Sitting a few rows in front of me was Mita Pardo de Tavera, social services secretary under President Aquino and great granddaughter of Trinidad (T.H.) Pardo de Tavero, the brother of Luna’s murdered wife Paz.
The fact that one of the country’s greatest artists, friend of Rizal, fully paid-up Filipino ilustre, and brother of General Antonio Luna was a serial spousal abuser and double murderer has posed some difficulties for art historians. Art Philippines: A History (1521–present), for example, ignores the murder completely, saying only that: “After a domestic tragedy and a 17-year absence from home, Luna returned to the Philippines in 1894”. Carlos E. de Silva (disregarding the eyewitness account from T.H. Pardo de Tavera) has claimed that Luna was in fact trying to open the door but in firing his pistol at the lock accidentally killed his wife and her mother. That one seems to be labeled “pull the other one, it’s got bells on it” and is not mentioned by other authorities, except by Ambeth Ocampo, in passing. Contemporary newspaper accounts commented on Luna’s “abyss” and “misfortune”, while E. Arsenio Manuel noted only that the “tragedy … arrested to a marked degree his artistic activities”.
Yet all the evidence points to Luna being a classic paranoid bully, only too happy to assert his physical dominance over his wife -- “he provoked ugly, terrifying scenes”. Luna claimed that a French neighbour was having an affair with Paz and challenged him to a duel, although the supposed liaison was vehemently denied by the neighbour. According to T.H. Pardo de Tavera, on the day of the murders Luna “threw all my sister’s dresses in the fire saying ‘I want you to live simply, to behave simply, … it’s not your dresses that I love, it’s you … plus you will not attract the looks of other men’”. In fact, the murder was provoked by a visit from members of Paz Pardo de Tavera’s family who were increasingly concerned about the impending departure of Luna and Paz to Vigo in Spain (where of course Paz would have had no protection from his rages).

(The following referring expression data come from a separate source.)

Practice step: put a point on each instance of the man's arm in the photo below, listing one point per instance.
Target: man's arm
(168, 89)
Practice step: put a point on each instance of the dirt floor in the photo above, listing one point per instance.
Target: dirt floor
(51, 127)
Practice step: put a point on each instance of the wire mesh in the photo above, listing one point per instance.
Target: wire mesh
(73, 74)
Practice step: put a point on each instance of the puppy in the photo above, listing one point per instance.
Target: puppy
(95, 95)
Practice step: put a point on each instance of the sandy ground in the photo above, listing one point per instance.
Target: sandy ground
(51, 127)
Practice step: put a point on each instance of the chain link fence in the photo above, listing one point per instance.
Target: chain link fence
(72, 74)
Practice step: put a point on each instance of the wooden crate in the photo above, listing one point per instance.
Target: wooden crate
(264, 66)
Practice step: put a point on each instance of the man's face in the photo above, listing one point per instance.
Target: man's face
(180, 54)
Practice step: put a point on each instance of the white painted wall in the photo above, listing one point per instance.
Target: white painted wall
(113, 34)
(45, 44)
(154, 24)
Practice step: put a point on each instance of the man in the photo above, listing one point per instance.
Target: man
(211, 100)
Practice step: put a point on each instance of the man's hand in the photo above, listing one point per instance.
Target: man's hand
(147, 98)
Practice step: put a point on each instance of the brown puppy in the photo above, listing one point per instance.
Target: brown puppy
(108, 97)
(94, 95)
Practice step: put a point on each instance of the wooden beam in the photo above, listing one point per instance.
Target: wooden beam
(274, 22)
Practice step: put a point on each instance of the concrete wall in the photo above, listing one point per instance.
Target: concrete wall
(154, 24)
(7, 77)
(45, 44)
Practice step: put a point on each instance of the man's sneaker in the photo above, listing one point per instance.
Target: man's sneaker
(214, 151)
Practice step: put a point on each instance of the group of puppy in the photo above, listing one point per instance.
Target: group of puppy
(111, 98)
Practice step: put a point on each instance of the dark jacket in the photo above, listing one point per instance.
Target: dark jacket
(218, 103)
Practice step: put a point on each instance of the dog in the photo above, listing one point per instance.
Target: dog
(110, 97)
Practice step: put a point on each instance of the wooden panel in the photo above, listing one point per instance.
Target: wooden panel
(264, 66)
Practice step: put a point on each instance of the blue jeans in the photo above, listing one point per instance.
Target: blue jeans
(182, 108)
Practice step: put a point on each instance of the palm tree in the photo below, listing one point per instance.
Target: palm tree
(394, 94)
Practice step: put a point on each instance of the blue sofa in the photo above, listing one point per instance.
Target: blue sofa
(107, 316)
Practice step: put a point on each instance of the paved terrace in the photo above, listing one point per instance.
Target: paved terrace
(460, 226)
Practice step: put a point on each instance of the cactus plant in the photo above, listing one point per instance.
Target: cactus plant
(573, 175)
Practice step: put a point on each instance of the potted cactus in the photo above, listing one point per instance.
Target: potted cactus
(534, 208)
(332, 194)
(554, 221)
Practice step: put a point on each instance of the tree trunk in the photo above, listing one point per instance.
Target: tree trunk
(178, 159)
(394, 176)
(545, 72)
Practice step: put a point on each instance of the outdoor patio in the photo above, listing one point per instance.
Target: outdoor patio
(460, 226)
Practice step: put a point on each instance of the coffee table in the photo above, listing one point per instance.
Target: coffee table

Why then was Luna found not guilty and ordered to pay only a fine of only 1 franc? We will never know for sure because the official records of the trial were destroyed in a fire, but the usual assumption is that the French court accepted the defence plea that this was a “crime of passion”, a concept unique to French jurisprudence. Given the well-documented accounts of Luna’s systematic abuse, this seems a rather odd verdict to me, and Mita Pardo de Tavera herself has come up with another intriguing theory: “you know why Luna was exonerated? On the basis of a law—a provision in French law which says that native people, very primitive people, have this tendency to run amuck. And so it was considered that he, coming from a primitive race, was pardonable because that is a trait of primitive people … as if we were monkeys hanging by our tails (interview with Ambeth Ocampo, recounted in Looking Back).
The fact that the controversies of that day in Paris are still very much alive came home to me as we left the museum and I heard Howie Severino interviewing Virgie Moreno: “But didn’t he get away with murder?” asked Howie, as if the events had taken place last week.
Note: This post relies heavily on the most detailed account I could find, the essay by Ruby R. Paredes, “The Pardo de Taveras of Manila” in An Anarchy of Families. Incidentally, the Wikipedia piece on Juan Luna is very short and inaccurate (e.g., on the location of the Spoliarium), so if any art historians read this, please edit and improve the entry.